Space Weapons
Sunday, October 14, 2012
MOSCOW — A Russian scientific spacecraft whizzing out of control around the Earth, and expected to re-enter the atmosphere on Saturday, may have failed because it was struck by some type of antisatellite weapon, the director of Russia’s space agency said in an interview published Tuesday.
He did not say who would want to interfere with the spacecraft, which was intended to explore a moon of Mars.
The Russian craft, named Phobos-Grunt for the moon and the Russian word for ground, ran into trouble soon after it was launched in November, when its rockets failed to lift it out of low Earth orbit. What was to have been a two-and-a-half-year interplanetary journey to retrieve a soil sample from Phobos will instead end over the weekend, according to Russian engineers.
When the 13-ton Phobos-Grunt breaks up in the atmosphere, debris could potentially fall anywhere along a vast stretch of the Earth’s surface that includes the cities of New York, London and Tokyo. Though the odds are heavily against the debris causing any harm, the spectacle of people around the world anticipating the crash is another embarrassment for Roscosmos, the Russian space agency, which has presided over a series of rocket and satellite failures this year.
A statement from the United States Strategic Command acknowledged that it was tracking the space probe and that it is likely to fall in the next week. “Predictions of re-entry date, time and location can change significantly due to many changing factors, such as solar weather and orientation of the spacecraft,” the statement said. “These predictions become more accurate as the event approaches.”
When Phobos-Grunt first went awry, the director of the Russian space agency, Vladimir Popovkin, said that a flawed navigational computer might be to blame.
NASA officials said that they helped Roscosmos, using NASA’s antennas known as the Deep Space Network, to try to re-establish contact with Phobos-Grunt, and that NASA had continued these efforts until the antennas were needed for the launch of its Mars Science Laboratory spacecraft on Nov. 26.
Mr. Popovkin’s remarks to the newspaper Izvestia were the first high-level suggestion of nefarious interference. A retired commander of Russia’s missile warning system had speculated in November that strong radar signals from installations in Alaska might have damaged the spacecraft.
“We don’t want to accuse anybody, but there are very powerful devices that can influence spacecraft now,” Mr. Popovkin said in the interview. “The possibility they were used cannot be ruled out.”
Mr. Popovkin also suggested that equipment on the spacecraft may have broken down while the vehicle was stored on the ground, waiting for the time when Earth and Mars would be in the right places in their orbits for the mission to proceed, something that happens only every two years. “If we had not sent it to Mars in 2011, we would have had to throw it away,” he said of the craft.

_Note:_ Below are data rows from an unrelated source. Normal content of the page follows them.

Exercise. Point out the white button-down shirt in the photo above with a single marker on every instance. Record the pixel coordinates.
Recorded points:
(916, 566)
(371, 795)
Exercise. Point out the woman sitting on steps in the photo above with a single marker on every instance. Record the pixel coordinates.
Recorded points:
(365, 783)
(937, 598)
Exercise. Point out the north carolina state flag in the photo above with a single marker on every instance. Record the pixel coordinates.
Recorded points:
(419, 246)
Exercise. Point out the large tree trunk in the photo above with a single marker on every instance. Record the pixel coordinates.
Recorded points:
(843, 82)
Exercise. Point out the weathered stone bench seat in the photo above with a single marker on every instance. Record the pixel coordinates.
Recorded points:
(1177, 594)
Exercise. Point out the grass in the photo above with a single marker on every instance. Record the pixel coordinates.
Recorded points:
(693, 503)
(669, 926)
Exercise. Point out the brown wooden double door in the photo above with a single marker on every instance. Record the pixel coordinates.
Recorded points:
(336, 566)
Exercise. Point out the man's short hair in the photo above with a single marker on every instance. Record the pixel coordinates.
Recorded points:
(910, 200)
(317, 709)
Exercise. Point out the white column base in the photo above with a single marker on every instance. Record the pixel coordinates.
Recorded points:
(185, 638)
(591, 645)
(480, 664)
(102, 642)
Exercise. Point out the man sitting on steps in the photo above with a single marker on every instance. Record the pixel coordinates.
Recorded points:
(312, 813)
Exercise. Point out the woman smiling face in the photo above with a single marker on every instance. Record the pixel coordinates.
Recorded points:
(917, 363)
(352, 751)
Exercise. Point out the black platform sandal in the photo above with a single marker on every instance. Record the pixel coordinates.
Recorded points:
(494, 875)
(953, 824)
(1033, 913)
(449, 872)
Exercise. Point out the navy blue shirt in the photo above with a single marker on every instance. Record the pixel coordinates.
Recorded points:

The interview came at a time of rising anti-Americanism in Russian politics, and may have been intended mostly for a domestic audience. Russian officials often drop hints of foreign meddling, for example in stirring the recent street protests in Moscow; such comments are usually taken to mean the United States.
Mr. Popovkin’s remarks stood out in stark contrast to the cooperative spirit of recent Russian civilian space endeavors carried out in partnership with NASA, the European Space Agency and other foreign partners. Though Russia maintains a military wing of its space program, confrontation and even competition with the United States in space largely vanished with the end of the cold war.
The two powers called the space race a tie and agreed to build the International Space Station together; now that the American space shuttles are retired, NASA astronauts fly to the station aboard Russian rockets.
Mr. Popovkin did not directly implicate the United States in the interview. But he said “the frequent failure of our space launches, which occur at a time when they are flying over the part of Earth not visible from Russia, where we do not see the spacecraft and do not receive telemetric information, are not clear to us,” an apparent reference to the Americas.
Russia has not succeeded in sending a spacecraft to Mars since the 1980s. An attempt in 1996 to launch a Mars lander that could burrow below the planet’s surface failed because of a flaw in the rocket that carried it.
Phobos-Grunt, which took about five years to build and cost $160 million at current exchange rates, was launched from the Baikonur spaceport in Kazakhstan on Nov. 9; it also carried a small Chinese Mars orbiter.
Kenneth Chang contributed reporting from New York.